= Lo Hon-cho =

20th-century Chinese pirate

Lo Hon-cho or Lo Honcho was a 20th-century Chinese pirate. Lo was married to a powerful pirate leader and took command of his fleet after his death in 1921. Under her leadership, the fleet expanded to encompass 64 junks. Lo raided in southern China, in the vicinity of Beihai, and earnt a terrifying reputation on account of her ruthlessness. Her career came to a sudden end in October 1922 when she was captured by the Chinese military.

== Biography ==
Lo Hon-cho was married to a powerful pirate. After the death of her husband in 1921, she took command of his fleet, much in the same way as the previous Chinese woman pirate leader Zheng Yi Sao (1775–1844). She was probably at least in her mid-20s at the time. Lo eventually commanded 64 junks, a greater number of ships than her husband had led. She raided the countryside in southern China, most frequently operating in the vicinity of Beihai. Lo is described in surviving sources as being young, beautiful and ruthless. She earnt a terrifying reputation through her raids. A news report from 1922 describes her as "the most murderous and ruthless of all China's assortment of banditti". Lo raided and plundered villages, often carrying away captured groups of up to 50 or 60 girls to sell into sexual slavery.

She briefly fought alongside the Chinese military in the uprisings of the early 1920s, joining forces with the general Wong Min-Tong. Wong Min-Tong, also described in some sources as a woman, commanded 50 junks. Together, Lo and Wong collected a ransom from Beihai to prevent the city being looted. Lo received the rank of colonel, a relatively unique distinction for a pirate. Wong shortly thereafter travelled to Guangzhou, whereafter Lo returned to piracy.

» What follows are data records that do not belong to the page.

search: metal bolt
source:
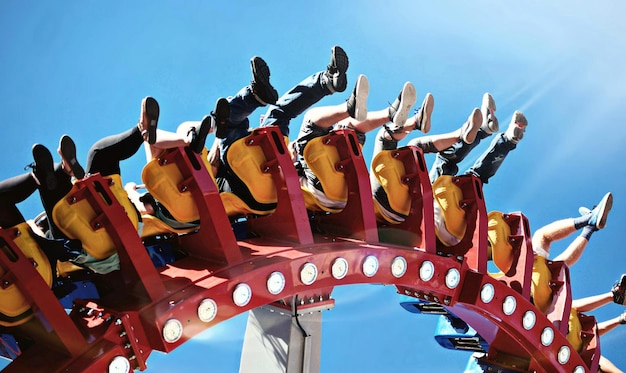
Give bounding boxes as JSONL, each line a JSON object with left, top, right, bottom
{"left": 115, "top": 319, "right": 123, "bottom": 325}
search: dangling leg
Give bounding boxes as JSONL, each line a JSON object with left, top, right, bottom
{"left": 261, "top": 46, "right": 349, "bottom": 137}
{"left": 336, "top": 80, "right": 416, "bottom": 146}
{"left": 85, "top": 97, "right": 159, "bottom": 176}
{"left": 429, "top": 93, "right": 497, "bottom": 182}
{"left": 540, "top": 193, "right": 612, "bottom": 266}
{"left": 465, "top": 110, "right": 527, "bottom": 184}
{"left": 409, "top": 107, "right": 481, "bottom": 154}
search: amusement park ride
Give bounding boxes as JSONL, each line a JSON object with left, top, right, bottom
{"left": 0, "top": 126, "right": 600, "bottom": 372}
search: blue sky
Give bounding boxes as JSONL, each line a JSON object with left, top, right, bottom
{"left": 2, "top": 1, "right": 626, "bottom": 371}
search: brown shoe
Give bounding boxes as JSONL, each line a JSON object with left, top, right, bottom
{"left": 58, "top": 135, "right": 85, "bottom": 179}
{"left": 139, "top": 96, "right": 160, "bottom": 144}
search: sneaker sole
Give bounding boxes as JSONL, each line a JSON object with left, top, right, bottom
{"left": 331, "top": 46, "right": 349, "bottom": 74}
{"left": 192, "top": 115, "right": 212, "bottom": 154}
{"left": 251, "top": 56, "right": 271, "bottom": 86}
{"left": 417, "top": 93, "right": 434, "bottom": 134}
{"left": 392, "top": 82, "right": 417, "bottom": 127}
{"left": 481, "top": 93, "right": 498, "bottom": 134}
{"left": 462, "top": 108, "right": 482, "bottom": 144}
{"left": 353, "top": 74, "right": 369, "bottom": 122}
{"left": 251, "top": 56, "right": 278, "bottom": 104}
{"left": 213, "top": 97, "right": 230, "bottom": 139}
{"left": 60, "top": 135, "right": 85, "bottom": 179}
{"left": 595, "top": 192, "right": 613, "bottom": 229}
{"left": 143, "top": 96, "right": 160, "bottom": 145}
{"left": 32, "top": 144, "right": 57, "bottom": 190}
{"left": 481, "top": 92, "right": 496, "bottom": 113}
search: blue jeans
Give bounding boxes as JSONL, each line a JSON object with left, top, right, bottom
{"left": 219, "top": 71, "right": 332, "bottom": 160}
{"left": 261, "top": 71, "right": 333, "bottom": 136}
{"left": 217, "top": 71, "right": 333, "bottom": 204}
{"left": 430, "top": 130, "right": 517, "bottom": 184}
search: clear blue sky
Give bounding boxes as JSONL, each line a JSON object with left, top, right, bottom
{"left": 1, "top": 1, "right": 626, "bottom": 371}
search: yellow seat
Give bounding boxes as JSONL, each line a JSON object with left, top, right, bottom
{"left": 140, "top": 214, "right": 198, "bottom": 238}
{"left": 566, "top": 307, "right": 583, "bottom": 352}
{"left": 142, "top": 147, "right": 213, "bottom": 223}
{"left": 487, "top": 211, "right": 514, "bottom": 274}
{"left": 226, "top": 135, "right": 277, "bottom": 206}
{"left": 432, "top": 175, "right": 466, "bottom": 246}
{"left": 301, "top": 136, "right": 347, "bottom": 212}
{"left": 144, "top": 135, "right": 279, "bottom": 219}
{"left": 531, "top": 255, "right": 554, "bottom": 314}
{"left": 371, "top": 150, "right": 410, "bottom": 224}
{"left": 0, "top": 223, "right": 52, "bottom": 327}
{"left": 52, "top": 174, "right": 139, "bottom": 260}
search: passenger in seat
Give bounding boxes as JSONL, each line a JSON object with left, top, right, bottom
{"left": 290, "top": 74, "right": 417, "bottom": 210}
{"left": 0, "top": 171, "right": 81, "bottom": 278}
{"left": 371, "top": 92, "right": 481, "bottom": 223}
{"left": 565, "top": 275, "right": 626, "bottom": 370}
{"left": 211, "top": 46, "right": 351, "bottom": 212}
{"left": 25, "top": 96, "right": 219, "bottom": 273}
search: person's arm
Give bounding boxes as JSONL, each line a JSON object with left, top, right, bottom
{"left": 124, "top": 182, "right": 153, "bottom": 215}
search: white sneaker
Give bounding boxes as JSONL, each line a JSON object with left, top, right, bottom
{"left": 480, "top": 92, "right": 498, "bottom": 134}
{"left": 346, "top": 74, "right": 369, "bottom": 121}
{"left": 414, "top": 93, "right": 434, "bottom": 134}
{"left": 504, "top": 111, "right": 528, "bottom": 143}
{"left": 461, "top": 108, "right": 482, "bottom": 144}
{"left": 389, "top": 82, "right": 417, "bottom": 127}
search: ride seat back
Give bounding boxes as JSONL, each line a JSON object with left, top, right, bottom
{"left": 140, "top": 215, "right": 197, "bottom": 238}
{"left": 567, "top": 310, "right": 600, "bottom": 371}
{"left": 299, "top": 129, "right": 378, "bottom": 242}
{"left": 433, "top": 175, "right": 467, "bottom": 245}
{"left": 372, "top": 146, "right": 436, "bottom": 250}
{"left": 226, "top": 133, "right": 278, "bottom": 206}
{"left": 0, "top": 223, "right": 52, "bottom": 327}
{"left": 142, "top": 147, "right": 213, "bottom": 223}
{"left": 531, "top": 257, "right": 572, "bottom": 334}
{"left": 486, "top": 212, "right": 534, "bottom": 299}
{"left": 301, "top": 135, "right": 348, "bottom": 213}
{"left": 52, "top": 174, "right": 139, "bottom": 260}
{"left": 432, "top": 175, "right": 488, "bottom": 272}
{"left": 371, "top": 149, "right": 411, "bottom": 223}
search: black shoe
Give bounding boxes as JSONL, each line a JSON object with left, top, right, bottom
{"left": 141, "top": 96, "right": 160, "bottom": 145}
{"left": 31, "top": 144, "right": 57, "bottom": 190}
{"left": 250, "top": 56, "right": 278, "bottom": 105}
{"left": 190, "top": 115, "right": 212, "bottom": 154}
{"left": 59, "top": 135, "right": 85, "bottom": 179}
{"left": 324, "top": 45, "right": 349, "bottom": 93}
{"left": 211, "top": 97, "right": 230, "bottom": 139}
{"left": 612, "top": 274, "right": 626, "bottom": 305}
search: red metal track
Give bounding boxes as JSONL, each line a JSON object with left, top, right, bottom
{"left": 0, "top": 127, "right": 599, "bottom": 372}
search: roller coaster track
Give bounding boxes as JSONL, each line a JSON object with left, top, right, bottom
{"left": 0, "top": 127, "right": 599, "bottom": 372}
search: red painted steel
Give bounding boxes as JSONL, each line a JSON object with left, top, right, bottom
{"left": 0, "top": 129, "right": 599, "bottom": 373}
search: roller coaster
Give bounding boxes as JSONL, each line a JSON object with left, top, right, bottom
{"left": 0, "top": 126, "right": 600, "bottom": 372}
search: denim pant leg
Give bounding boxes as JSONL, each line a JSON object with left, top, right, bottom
{"left": 261, "top": 72, "right": 333, "bottom": 137}
{"left": 429, "top": 129, "right": 491, "bottom": 182}
{"left": 219, "top": 86, "right": 264, "bottom": 164}
{"left": 466, "top": 133, "right": 516, "bottom": 184}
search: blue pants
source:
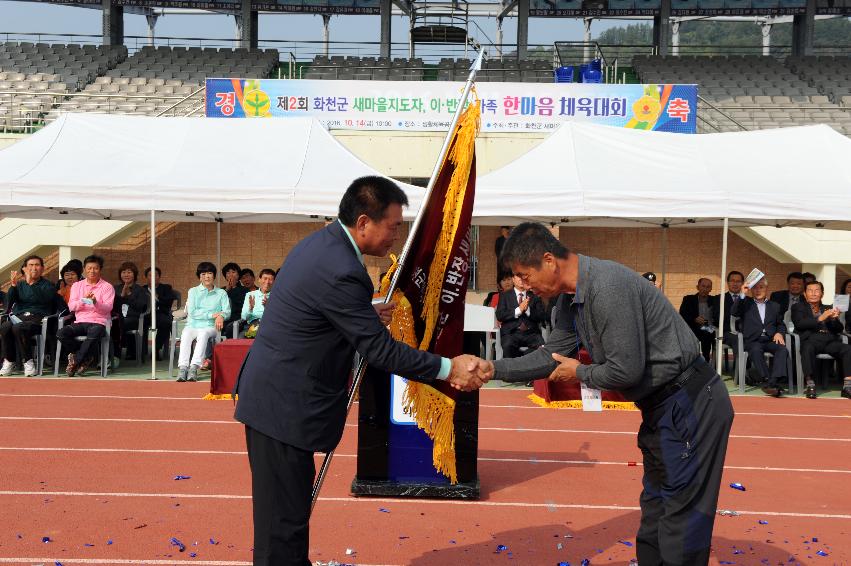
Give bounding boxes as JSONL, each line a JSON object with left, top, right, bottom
{"left": 636, "top": 370, "right": 734, "bottom": 565}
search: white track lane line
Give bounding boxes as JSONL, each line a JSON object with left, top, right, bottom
{"left": 1, "top": 490, "right": 848, "bottom": 520}
{"left": 2, "top": 417, "right": 849, "bottom": 443}
{"left": 0, "top": 560, "right": 399, "bottom": 566}
{"left": 2, "top": 393, "right": 849, "bottom": 419}
{"left": 2, "top": 447, "right": 849, "bottom": 475}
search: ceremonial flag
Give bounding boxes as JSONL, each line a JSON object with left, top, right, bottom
{"left": 378, "top": 97, "right": 480, "bottom": 483}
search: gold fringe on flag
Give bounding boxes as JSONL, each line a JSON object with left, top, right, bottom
{"left": 375, "top": 98, "right": 480, "bottom": 484}
{"left": 203, "top": 393, "right": 238, "bottom": 401}
{"left": 528, "top": 393, "right": 637, "bottom": 411}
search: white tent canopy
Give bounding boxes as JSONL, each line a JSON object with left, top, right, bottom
{"left": 473, "top": 121, "right": 851, "bottom": 228}
{"left": 0, "top": 113, "right": 424, "bottom": 222}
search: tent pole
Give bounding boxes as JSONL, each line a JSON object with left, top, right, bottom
{"left": 716, "top": 217, "right": 729, "bottom": 377}
{"left": 149, "top": 210, "right": 158, "bottom": 380}
{"left": 660, "top": 223, "right": 668, "bottom": 291}
{"left": 216, "top": 219, "right": 222, "bottom": 287}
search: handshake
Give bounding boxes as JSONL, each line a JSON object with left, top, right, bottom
{"left": 447, "top": 355, "right": 494, "bottom": 392}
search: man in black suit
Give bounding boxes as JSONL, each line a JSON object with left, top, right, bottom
{"left": 496, "top": 274, "right": 546, "bottom": 358}
{"left": 769, "top": 271, "right": 804, "bottom": 314}
{"left": 144, "top": 267, "right": 176, "bottom": 360}
{"left": 679, "top": 277, "right": 718, "bottom": 362}
{"left": 790, "top": 280, "right": 851, "bottom": 399}
{"left": 233, "top": 176, "right": 491, "bottom": 566}
{"left": 715, "top": 271, "right": 745, "bottom": 362}
{"left": 731, "top": 278, "right": 789, "bottom": 397}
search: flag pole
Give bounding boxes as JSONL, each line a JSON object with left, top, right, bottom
{"left": 311, "top": 48, "right": 485, "bottom": 514}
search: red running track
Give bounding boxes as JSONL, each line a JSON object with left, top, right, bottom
{"left": 0, "top": 377, "right": 849, "bottom": 565}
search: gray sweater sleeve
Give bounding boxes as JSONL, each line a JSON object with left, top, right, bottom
{"left": 492, "top": 317, "right": 579, "bottom": 383}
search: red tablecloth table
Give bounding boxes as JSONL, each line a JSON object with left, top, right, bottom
{"left": 210, "top": 339, "right": 253, "bottom": 396}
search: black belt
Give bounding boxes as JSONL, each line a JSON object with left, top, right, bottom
{"left": 636, "top": 357, "right": 714, "bottom": 411}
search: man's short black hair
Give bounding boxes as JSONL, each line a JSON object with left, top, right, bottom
{"left": 240, "top": 268, "right": 255, "bottom": 279}
{"left": 727, "top": 270, "right": 744, "bottom": 282}
{"left": 786, "top": 271, "right": 804, "bottom": 282}
{"left": 21, "top": 255, "right": 44, "bottom": 268}
{"left": 338, "top": 176, "right": 409, "bottom": 227}
{"left": 802, "top": 272, "right": 816, "bottom": 282}
{"left": 259, "top": 268, "right": 276, "bottom": 279}
{"left": 222, "top": 262, "right": 241, "bottom": 276}
{"left": 144, "top": 266, "right": 162, "bottom": 277}
{"left": 83, "top": 255, "right": 104, "bottom": 269}
{"left": 196, "top": 262, "right": 217, "bottom": 279}
{"left": 500, "top": 222, "right": 569, "bottom": 270}
{"left": 697, "top": 277, "right": 712, "bottom": 286}
{"left": 805, "top": 280, "right": 824, "bottom": 293}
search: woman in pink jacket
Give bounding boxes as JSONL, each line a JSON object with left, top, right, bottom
{"left": 59, "top": 255, "right": 115, "bottom": 377}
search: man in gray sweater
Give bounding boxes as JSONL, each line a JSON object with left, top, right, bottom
{"left": 486, "top": 222, "right": 734, "bottom": 566}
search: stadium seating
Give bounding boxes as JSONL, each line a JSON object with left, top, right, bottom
{"left": 54, "top": 46, "right": 279, "bottom": 118}
{"left": 303, "top": 55, "right": 553, "bottom": 83}
{"left": 633, "top": 54, "right": 851, "bottom": 135}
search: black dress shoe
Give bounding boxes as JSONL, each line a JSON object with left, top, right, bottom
{"left": 761, "top": 386, "right": 781, "bottom": 397}
{"left": 805, "top": 383, "right": 817, "bottom": 399}
{"left": 841, "top": 387, "right": 851, "bottom": 399}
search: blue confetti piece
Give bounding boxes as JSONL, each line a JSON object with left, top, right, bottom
{"left": 84, "top": 543, "right": 94, "bottom": 547}
{"left": 450, "top": 540, "right": 456, "bottom": 544}
{"left": 758, "top": 520, "right": 769, "bottom": 525}
{"left": 812, "top": 537, "right": 819, "bottom": 542}
{"left": 16, "top": 534, "right": 22, "bottom": 539}
{"left": 42, "top": 536, "right": 51, "bottom": 543}
{"left": 170, "top": 537, "right": 186, "bottom": 552}
{"left": 55, "top": 562, "right": 63, "bottom": 566}
{"left": 378, "top": 508, "right": 390, "bottom": 513}
{"left": 496, "top": 544, "right": 508, "bottom": 553}
{"left": 816, "top": 550, "right": 828, "bottom": 557}
{"left": 107, "top": 539, "right": 113, "bottom": 545}
{"left": 558, "top": 562, "right": 571, "bottom": 566}
{"left": 734, "top": 550, "right": 744, "bottom": 555}
{"left": 174, "top": 475, "right": 191, "bottom": 481}
{"left": 581, "top": 559, "right": 590, "bottom": 566}
{"left": 729, "top": 483, "right": 746, "bottom": 491}
{"left": 190, "top": 552, "right": 197, "bottom": 557}
{"left": 618, "top": 540, "right": 634, "bottom": 547}
{"left": 209, "top": 538, "right": 218, "bottom": 545}
{"left": 720, "top": 562, "right": 735, "bottom": 565}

Lo's career came to a sudden end in October 1922, having been a pirate leader for less than a year. Lo stopped by a coastal village and was surprised by a Chinese warship while feasting. She engaged the military vessel in battle but lost 40 of her junks and fled. After the military commander of the region including Beihai offered a promise of pardon for Lo's capture, one of her followers betrayed her, leading to her being apprehended. Lo's fate thereafter is not known from surviving sources; it is possible that she was simply killed. According to Richard Gordon McCloskey, who visited southern China in the 1930s and spoke to the locals, he was told that Lo Hon-cho was "killed on a piratical expedition".

== Legacy ==
Some modern authors speculate that another pirate woman, Lai Choi San (active in the later 1920s and 30s), rose to power through taking command of portions of Lo's former fleet after her capture.

Little is known in detail about Lo's life due to the very scant source material available outside of China. She became known internationally through the publication of an English-language report in Guangzhou at the time of her capture. No study on Lo Hon-cho has yet been made based on potential Chinese-language source material. Stories of Lo's brief pirate career were still being told and shared with outsiders in southern China in the 1930s.